Cnews, BFM, France 3… Avant la mobilisation et les prises de parole, les lycéens s’étonnent des caméras en nombre devant leur lycée. Allant de groupes en groupes, les journalistes alpaguent les élèves, insistent, tentent de convaincre pour trouver des témoignages liés à l’abaya. « Ils ont le droit de nous filmer comme ça ? », s’inquiète une jeune fille voyant une caméra pointée sur elle. « Tout à l’heure, ils ont filmé exprès sur une copine qui enlevait son voile pour entrer », explique une autre. Yacine et Maylis, deux élèves de terminales, s’étonnent. « Nous, on fait juste notre rentrée. On nous a donné un papier pour expliquer la grève des profs. » La veille, un tract leur a été distribué souhaitant la bienvenue aux élèves et intitulé « Pour un lycée ouvert à toutes et tous, non à la politique islamophobe du gouvernement. » « Sauvons nos conditions de travail et vos conditions d’apprentissage » pouvait-on également lire en majuscule.

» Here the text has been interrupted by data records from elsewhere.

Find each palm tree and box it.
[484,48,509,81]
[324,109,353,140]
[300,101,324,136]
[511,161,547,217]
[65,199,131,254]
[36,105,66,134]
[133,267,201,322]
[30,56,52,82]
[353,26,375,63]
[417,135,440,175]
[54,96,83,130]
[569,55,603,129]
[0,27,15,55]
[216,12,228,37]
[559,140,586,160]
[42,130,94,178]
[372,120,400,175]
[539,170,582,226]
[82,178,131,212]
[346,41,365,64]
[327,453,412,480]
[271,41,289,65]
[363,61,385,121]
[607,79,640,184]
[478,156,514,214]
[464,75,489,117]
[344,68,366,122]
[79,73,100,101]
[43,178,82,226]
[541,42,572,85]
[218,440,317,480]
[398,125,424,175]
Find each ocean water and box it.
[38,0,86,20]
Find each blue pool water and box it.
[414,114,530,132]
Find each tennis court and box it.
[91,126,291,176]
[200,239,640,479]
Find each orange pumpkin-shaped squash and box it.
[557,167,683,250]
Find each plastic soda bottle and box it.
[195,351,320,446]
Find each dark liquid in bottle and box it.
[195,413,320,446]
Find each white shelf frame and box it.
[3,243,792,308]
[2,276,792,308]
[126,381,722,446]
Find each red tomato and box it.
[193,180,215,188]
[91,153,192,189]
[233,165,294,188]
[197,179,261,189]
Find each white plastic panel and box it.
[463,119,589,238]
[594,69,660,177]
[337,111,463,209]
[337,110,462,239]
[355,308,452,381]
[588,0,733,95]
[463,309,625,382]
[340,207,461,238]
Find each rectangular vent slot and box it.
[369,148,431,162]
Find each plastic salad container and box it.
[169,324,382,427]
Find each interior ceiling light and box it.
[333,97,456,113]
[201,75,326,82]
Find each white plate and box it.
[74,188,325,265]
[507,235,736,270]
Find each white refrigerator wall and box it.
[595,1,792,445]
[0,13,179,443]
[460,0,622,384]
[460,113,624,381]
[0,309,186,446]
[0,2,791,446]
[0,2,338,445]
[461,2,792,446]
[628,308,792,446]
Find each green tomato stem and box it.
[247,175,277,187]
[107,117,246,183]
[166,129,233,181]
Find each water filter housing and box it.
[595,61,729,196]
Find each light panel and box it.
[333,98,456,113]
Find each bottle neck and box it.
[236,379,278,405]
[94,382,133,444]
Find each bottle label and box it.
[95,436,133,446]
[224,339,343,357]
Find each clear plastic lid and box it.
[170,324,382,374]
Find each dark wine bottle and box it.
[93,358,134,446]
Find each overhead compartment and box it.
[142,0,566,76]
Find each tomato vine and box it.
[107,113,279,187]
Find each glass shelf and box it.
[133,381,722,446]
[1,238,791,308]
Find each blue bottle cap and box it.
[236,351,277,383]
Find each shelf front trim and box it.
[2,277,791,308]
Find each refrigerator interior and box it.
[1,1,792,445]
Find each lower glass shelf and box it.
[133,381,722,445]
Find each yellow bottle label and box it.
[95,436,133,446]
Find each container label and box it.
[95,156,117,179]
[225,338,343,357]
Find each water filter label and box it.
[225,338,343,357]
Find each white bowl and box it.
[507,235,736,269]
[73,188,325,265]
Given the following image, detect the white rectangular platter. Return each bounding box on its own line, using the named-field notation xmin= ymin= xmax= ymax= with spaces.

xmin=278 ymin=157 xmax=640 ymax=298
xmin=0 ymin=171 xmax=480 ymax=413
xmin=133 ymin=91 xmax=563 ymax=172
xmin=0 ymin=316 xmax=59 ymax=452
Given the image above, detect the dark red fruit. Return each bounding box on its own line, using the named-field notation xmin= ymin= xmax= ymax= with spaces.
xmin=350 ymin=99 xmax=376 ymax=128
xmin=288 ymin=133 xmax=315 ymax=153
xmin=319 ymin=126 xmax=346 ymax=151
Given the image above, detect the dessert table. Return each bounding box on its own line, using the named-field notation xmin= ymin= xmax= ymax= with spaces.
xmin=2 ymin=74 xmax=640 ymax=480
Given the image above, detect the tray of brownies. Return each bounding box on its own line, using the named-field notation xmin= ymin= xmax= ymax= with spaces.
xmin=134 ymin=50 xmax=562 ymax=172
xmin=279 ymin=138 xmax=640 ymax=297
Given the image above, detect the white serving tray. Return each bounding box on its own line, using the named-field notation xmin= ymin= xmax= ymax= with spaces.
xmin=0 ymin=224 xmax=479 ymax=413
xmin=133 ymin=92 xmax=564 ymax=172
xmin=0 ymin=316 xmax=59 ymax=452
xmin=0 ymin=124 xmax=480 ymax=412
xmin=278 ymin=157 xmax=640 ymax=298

« On veut juste que nos enfants puissent apprendre et étudier », dit Kheira, venue soutenir le rassemblement. Elle a une fille au collège et oscille entre inquiétude et colère. « Après la mort de Nahel, ils nous disaient qu’on ne savait pas éduquer nos enfants. Maintenant, on nous soupçonne d’imposer le voile à nos filles. Cette génération n’est pas comme ça. C’est même le contraire : les mères ont peur pour leur fille et leur conseillent de ne pas porter le voile. Aujourd’hui, l’État veut prendre tous les droits sur nos gosses. Qu’est-ce qu’ils veulent à la fin ? Ils n’ont pas un problème avec les robes longues, ils ont un problème avec les femmes musulmanes. Les bonnes sœurs, on va les mettre à poil ? »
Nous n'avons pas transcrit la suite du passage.